Space & Time Efficient Leapfrog Triejoin

Diego Arroyuelo, Daniela Campos, Adrián Gómez-Brandón, Gonzalo Navarro, Carlos Rojas, and Domagoj Vrgoc

Leapfrog Triejoin (LTJ) is arguably the most practical and popular worst-case-optimal (wco) algorithm for solving basic graph patterns in graph databases. Its main drawback is that it needs the database triples (subject, predicate, object) represented as paths in a trie, for each of the six orders of subject, predicate, and object. The resulting blowup in space makes most systems disregard LTJ or implement it only partially, and their corresponding algorithms be non-wco. In this paper we show that, by using compact data structures, it is possible to build an index that at the same matches the query time performance of the fastest classic wco index, and uses half the space of non-wco indices (which are much slower). Concretely, we make use of compact tree representations to store functional tries using one bit per trie edge, instead of one pointer.
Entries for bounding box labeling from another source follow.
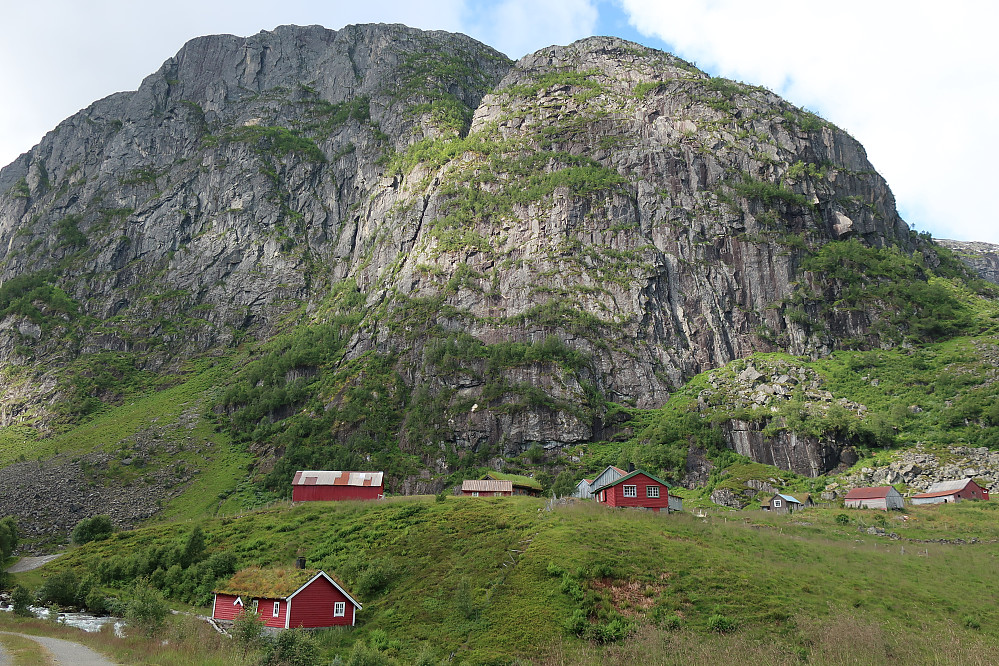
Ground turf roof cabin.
[593,469,669,512]
[212,569,361,629]
[482,472,544,497]
[843,486,905,511]
[760,493,802,513]
[291,470,385,502]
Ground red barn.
[291,471,385,502]
[593,469,669,511]
[212,569,361,629]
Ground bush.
[72,516,114,546]
[260,629,320,666]
[125,583,170,637]
[38,569,80,606]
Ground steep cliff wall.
[0,25,968,486]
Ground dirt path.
[0,631,116,666]
[0,553,62,572]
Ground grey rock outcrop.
[936,238,999,284]
[0,25,952,481]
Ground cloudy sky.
[0,0,999,243]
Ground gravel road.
[0,631,116,666]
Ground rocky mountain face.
[0,25,972,487]
[936,238,999,284]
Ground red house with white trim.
[291,470,385,502]
[593,469,669,511]
[212,568,361,629]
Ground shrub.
[38,569,80,606]
[72,516,114,546]
[125,582,170,637]
[260,629,322,666]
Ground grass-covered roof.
[482,472,542,490]
[215,567,319,599]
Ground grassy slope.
[0,361,250,519]
[15,498,999,663]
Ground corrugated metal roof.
[291,470,384,486]
[915,479,971,497]
[461,479,513,493]
[844,486,894,499]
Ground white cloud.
[620,0,999,243]
[0,0,465,167]
[464,0,598,58]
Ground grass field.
[9,497,999,664]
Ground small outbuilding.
[760,493,801,513]
[909,479,989,504]
[212,569,361,629]
[291,470,385,502]
[572,479,593,499]
[461,479,513,497]
[843,486,905,511]
[593,469,669,512]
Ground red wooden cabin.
[291,471,385,502]
[212,569,361,629]
[593,469,669,511]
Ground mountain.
[0,25,994,536]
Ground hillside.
[11,497,999,664]
[0,25,999,542]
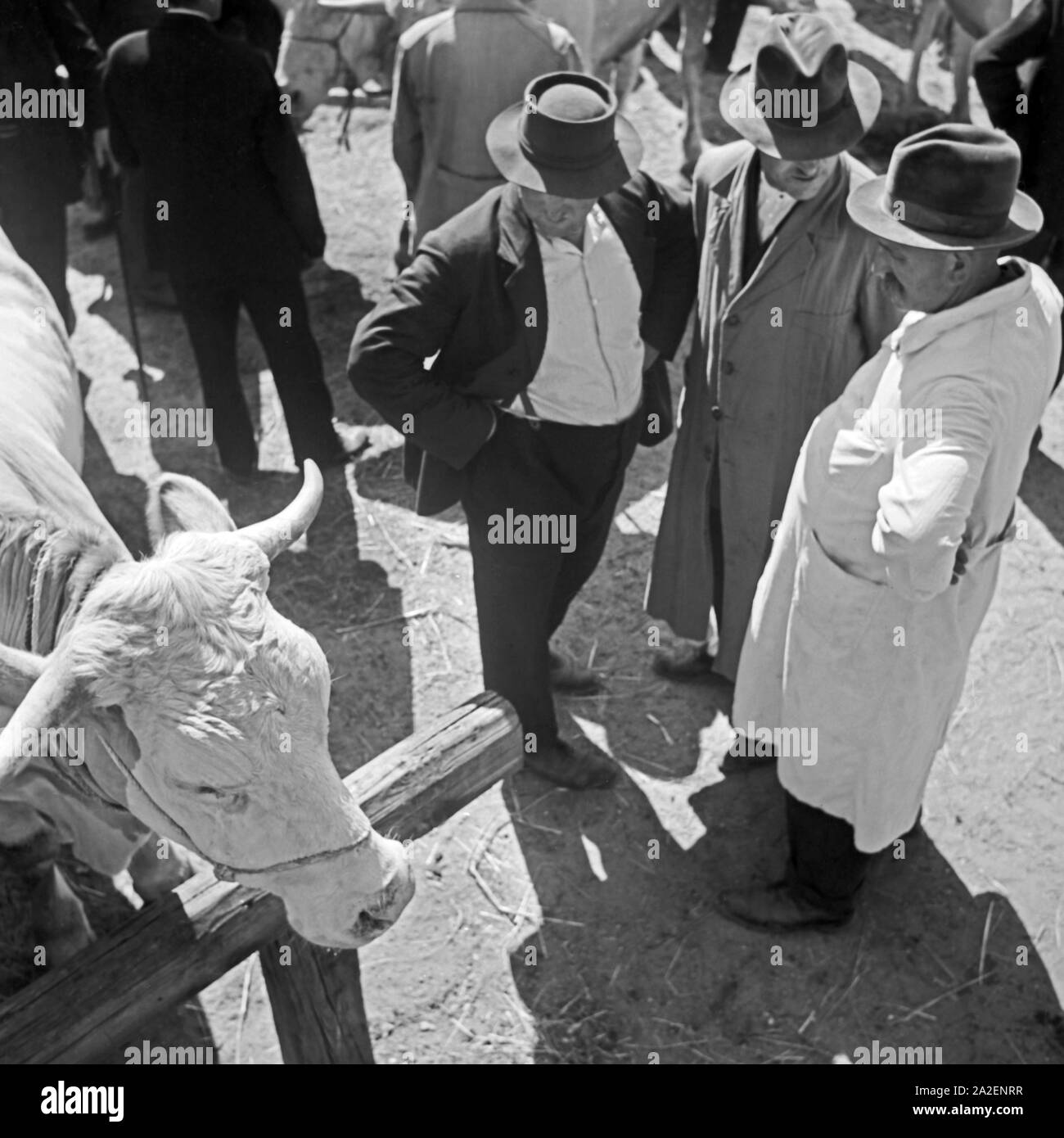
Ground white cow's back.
[0,230,84,473]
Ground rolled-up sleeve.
[872,377,997,601]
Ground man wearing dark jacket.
[972,0,1064,289]
[0,0,109,331]
[348,73,697,788]
[104,0,357,476]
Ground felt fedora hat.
[485,72,643,198]
[846,123,1043,251]
[720,12,883,161]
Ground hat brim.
[720,61,883,161]
[485,102,643,198]
[845,174,1043,253]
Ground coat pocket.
[792,528,887,654]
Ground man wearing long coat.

The resulting structure, called compactLTJ, uses 25% of the space of classic wco implementations and 45%-65% of classic non-wco systems. At solving queries, it is on par with the fastest classic wco system, and two orders of magnitude faster than non-wco systems. We further incorporate improved query resolution strategies into compactLTJ, which makes it considerably faster than any other alternative to display the first query results.